The following of Dogfael is reflected in a number of churches in what is now north Pembrokeshire.
Based on the locations of his churches, Dogmael's cult was centered to the south of the River Teifi in the Dyfed communities of Cemais and Pebidiog.

St Dogmael's Abbey, now ruined, stands on a hillside above the Teifi. It was founded in 1120 by Robert fitz Martin and his wife Maud Peveril.
It contains the traditional site of St Dogmael's grave.

The village of St Dogmaels is on the south side of the Teifi, facing Cardigan; St Dogmaels is named in Welsh Llandudoch.
Other churches include Capel Degwel nearby, St Dogwell's near Fishguard and the Church of St Dogfael, Meline.
Llanddogwel (Llanddygfael) in Anglesey is also dedicated to the saint.

==Butler's account==

The hagiographer Alban Butler wrote in his Lives of the Primitive Fathers, Martyrs, and Other Principal Saints, under 14 June,

St DOCMAEL, C. Dom.

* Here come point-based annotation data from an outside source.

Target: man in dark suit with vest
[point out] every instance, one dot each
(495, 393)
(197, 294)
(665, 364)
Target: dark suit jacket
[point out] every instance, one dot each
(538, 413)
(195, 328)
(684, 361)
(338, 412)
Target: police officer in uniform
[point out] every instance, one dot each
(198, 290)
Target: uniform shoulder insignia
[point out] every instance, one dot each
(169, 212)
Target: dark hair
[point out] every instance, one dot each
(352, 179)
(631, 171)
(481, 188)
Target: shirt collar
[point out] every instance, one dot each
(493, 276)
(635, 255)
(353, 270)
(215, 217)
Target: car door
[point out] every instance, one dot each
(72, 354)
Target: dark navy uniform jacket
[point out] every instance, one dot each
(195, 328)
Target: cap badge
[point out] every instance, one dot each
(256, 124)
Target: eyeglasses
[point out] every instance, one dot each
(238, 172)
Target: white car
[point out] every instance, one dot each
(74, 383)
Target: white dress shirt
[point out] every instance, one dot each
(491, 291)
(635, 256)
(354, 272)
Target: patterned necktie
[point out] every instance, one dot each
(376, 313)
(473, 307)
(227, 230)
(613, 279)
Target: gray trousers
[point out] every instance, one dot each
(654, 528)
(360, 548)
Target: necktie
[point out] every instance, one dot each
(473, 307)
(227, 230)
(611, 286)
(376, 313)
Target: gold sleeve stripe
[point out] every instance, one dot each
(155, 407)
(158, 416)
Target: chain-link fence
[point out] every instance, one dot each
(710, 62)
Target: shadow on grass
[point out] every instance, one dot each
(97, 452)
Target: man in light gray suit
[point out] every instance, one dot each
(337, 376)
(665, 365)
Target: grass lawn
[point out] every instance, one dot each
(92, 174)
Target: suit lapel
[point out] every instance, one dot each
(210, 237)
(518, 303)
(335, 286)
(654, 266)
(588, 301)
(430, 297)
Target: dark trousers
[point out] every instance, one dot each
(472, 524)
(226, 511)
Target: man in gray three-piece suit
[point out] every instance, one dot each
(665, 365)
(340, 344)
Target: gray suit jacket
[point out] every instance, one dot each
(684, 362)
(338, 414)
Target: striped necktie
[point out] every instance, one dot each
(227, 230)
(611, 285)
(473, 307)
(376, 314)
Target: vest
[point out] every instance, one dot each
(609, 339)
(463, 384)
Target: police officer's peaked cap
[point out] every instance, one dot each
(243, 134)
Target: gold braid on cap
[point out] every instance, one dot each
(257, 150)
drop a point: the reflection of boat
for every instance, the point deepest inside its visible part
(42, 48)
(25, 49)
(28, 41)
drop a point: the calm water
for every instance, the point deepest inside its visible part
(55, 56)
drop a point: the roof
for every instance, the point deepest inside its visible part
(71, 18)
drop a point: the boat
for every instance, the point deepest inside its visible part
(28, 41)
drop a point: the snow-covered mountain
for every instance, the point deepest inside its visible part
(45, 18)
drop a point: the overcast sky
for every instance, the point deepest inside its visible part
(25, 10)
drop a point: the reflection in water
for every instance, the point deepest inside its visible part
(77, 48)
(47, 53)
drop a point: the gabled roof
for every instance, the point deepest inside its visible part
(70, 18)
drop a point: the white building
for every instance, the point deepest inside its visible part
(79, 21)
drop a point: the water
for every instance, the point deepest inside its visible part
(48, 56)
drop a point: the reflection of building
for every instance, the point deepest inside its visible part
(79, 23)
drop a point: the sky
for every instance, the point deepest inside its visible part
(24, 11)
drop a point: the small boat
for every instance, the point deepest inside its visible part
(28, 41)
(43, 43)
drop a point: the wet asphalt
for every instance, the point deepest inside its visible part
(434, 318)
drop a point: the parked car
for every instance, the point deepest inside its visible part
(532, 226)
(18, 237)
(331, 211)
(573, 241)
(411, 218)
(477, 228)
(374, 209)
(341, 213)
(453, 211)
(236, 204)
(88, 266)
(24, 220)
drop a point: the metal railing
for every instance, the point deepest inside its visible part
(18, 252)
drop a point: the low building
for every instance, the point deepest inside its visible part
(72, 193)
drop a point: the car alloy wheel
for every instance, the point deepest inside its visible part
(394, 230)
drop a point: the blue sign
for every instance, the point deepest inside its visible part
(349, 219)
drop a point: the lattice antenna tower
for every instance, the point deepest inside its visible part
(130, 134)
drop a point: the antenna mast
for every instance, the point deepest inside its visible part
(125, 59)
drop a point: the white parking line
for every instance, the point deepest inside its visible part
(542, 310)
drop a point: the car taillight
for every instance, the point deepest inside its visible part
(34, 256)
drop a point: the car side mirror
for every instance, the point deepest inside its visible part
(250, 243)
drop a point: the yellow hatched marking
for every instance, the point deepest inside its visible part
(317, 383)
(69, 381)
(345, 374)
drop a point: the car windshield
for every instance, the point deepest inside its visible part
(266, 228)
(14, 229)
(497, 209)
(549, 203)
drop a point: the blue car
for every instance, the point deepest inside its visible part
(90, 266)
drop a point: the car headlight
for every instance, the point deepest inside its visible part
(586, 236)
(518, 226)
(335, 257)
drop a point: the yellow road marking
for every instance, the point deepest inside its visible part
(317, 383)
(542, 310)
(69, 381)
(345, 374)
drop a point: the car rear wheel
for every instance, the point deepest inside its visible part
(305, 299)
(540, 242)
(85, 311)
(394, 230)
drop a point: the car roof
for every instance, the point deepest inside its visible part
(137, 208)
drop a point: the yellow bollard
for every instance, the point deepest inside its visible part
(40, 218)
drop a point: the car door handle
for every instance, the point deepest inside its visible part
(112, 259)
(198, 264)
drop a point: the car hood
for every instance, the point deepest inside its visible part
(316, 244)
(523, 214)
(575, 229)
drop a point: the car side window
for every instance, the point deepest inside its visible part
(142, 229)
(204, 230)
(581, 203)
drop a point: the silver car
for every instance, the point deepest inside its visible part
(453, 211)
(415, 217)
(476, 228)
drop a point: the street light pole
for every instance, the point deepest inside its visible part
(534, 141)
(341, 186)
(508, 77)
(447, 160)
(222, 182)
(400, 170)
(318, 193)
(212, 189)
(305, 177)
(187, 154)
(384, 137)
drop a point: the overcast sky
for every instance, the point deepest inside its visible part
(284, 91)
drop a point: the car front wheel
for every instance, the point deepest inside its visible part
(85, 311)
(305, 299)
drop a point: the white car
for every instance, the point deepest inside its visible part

Lombineau, in his lives of the Saints of Brittany (p.9), was at a loss to discover who this saint was. But the English and British calendars inform us, that he flourished in Pembrokeshire, in the sixth century. By his fervour in the practice of all virtues, especially prayer and penance, he was a living instance of the maxim laid down by St. Bernard, (Serm.25 in Cant. n.8) that "the humiliations of the cross are sweet to a soul which is sensible of what she owes to him who was crucified for the love of her." Ah! shall we set any bounds to our endeavours to love him every day and in every action with greater and greater fervour, seeing we shall never be able to love him so much either as he deserves or as he loves us, base and defiled as we are! St. Docmael is titular patron of the church of Pomerit-Jaudy, in the diocess of Trequier, in Brittany, where he is honoured under the name of St. Toël. See Chatelain, p. 295.